O Globo, Prosa & Verso, p. 6
19 de Abr de 2008

Ser índio brasileiro hoje
Livros de projeto ligado ao Museu Nacional apresentam dilemas atuais dos povos indígenas

Rachel Bertol

Abrir o "cofre" das universidades, onde costumam ficar enclausurados conhecimentos essenciais, como afirma o antropólogo Antonio Carlos de Souza Lima, é um dos objetivos da série Via dos Saberes, sobre os índios brasileiros, produzida pelo projeto Trilhas de Conhecimentos, ligado ao Museu Nacional da UFRJ. São quatro livros, publicados no início deste ano na Coleção Educação para Todos, da Unesco e do MEC, nos quais se tem uma boa amostra do trabalho realizado na universidade junto a movimentos indígenas, e que se distancia da antropologia clássica.

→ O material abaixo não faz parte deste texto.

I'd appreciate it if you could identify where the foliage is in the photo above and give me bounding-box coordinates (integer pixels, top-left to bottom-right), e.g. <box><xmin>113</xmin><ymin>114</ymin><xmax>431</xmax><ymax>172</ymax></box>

O primeiro volume da série, por exemplo, "O índio brasileiro - O que você precisa saber sobre os povos indígenas no Brasil de hoje", é assinado por Gersem dos Santos Luciano Baniwa, destacado líder indígena e o primeiro índio a obter o grau de mestre em antropologia no Brasil, na Universidade de Brasília, em 2006. A série foi pensada para a formação do crescente número de estudantes universitários indígenas no país (cerca de 5 mil entre formados e formandos), mas ganha sentido mais amplo com a lei sancionada em março pelo presidente Lula, que obriga o ensino da história e da cultura indígena no ensino médio e fundamental.
- Os livros foram escritos antes da sanção da lei, mas em consonância com seu espírito, de que o Brasil é mais complexo do que a gente costuma aprender. Destacando a variedade do Brasil, esse país todo cheio de cisões que também é uma unidade, podemos entender a situação dos que estão em desvantagem, como é o caso dos índios afirma Antonio Carlos de Souza Lima, professor do Museu Nacional.
Livro mostra a montagem do regime de preconceito
Os livros estão sendo distribuídos a instituições de ensino de todo país e disponíveis, para download gratuito, no site www.trilhasdeconhecimentos.etc.br. O segundo da série é o livro de história "A presença indígena na formação do Brasil", escrito pelo antropólogo João Pacheco de Oliveira, professor titular do Museu Nacional, e pelo também antropólogo Carlos Augusto da Rocha Freire, pesquisador do Museu do índio.
- Não se propõe a ser um manual didático. O livro mostra como se deu, dos alvores da Colônia até hoje, a montagem de um regime de preconceito no país. As pessoas não entendem o que acontece na atualidade porque não estudaram a História. É preciso mostrar que o panorama do Brasil é mais amplo do que as mídias costumam mostrar, salvo exceções. A mídia está longe de conhecer a situação indígena - diz Souza Lima.
Por isso, a importância de se abrirem "os cofres" das universidades, onde há grande produção de estudos etnográficos sobre povos indígenas, como sobre suas cosmologias e ritos, cujo conhecimento é fundamental para a compreensão da sua organização social.
- É preciso que essa riqueza que as etnografias têm mostrado chegue a um público mais abrangente, pois assim poderemos entender o que nos torna diferentes uns dos outros, como, de resto, é diferente toda a Humanidade: os franceses, por exemplo, têm cosmologia bem diversa dos brasileiros - observa o antropólogo.
Segundo o IBGE, há 734 mil índios no país (população que cresce cerca de 4% ao ano), representantes de 220 povos e que falam 180 línguas. Seus direitos são o tema do terceiro livro da série, "Povos indígenas e as leis dos 'brancos': o direito à diferença", organizado pela advogada Ana Valéria Araújo, com artigos de advogados indígenas das etnias wapixana, pankararu, kaingang e mbyá guarany.
- São quatro advogados indígenas escrevendo sobre pontos fundamentais, que podemos resumir como o direito à diferença no Brasil, que não descende de uma história única, mas de muitas histórias, paralelas, interconectadas, divergentes - diz Souza Lima.
O último livro da série é mais técnico, um manual sobre as línguas dos índios (cujo dia é comemorado hoje).
Na apresentação do projeto, o antropólogo destaca: "Quem sabe aí a tão propalada 'inclusão dos menos favorecidos' venha a perder o risco de ser, para os povos indígenas, mais um projeto massificante e etnocida".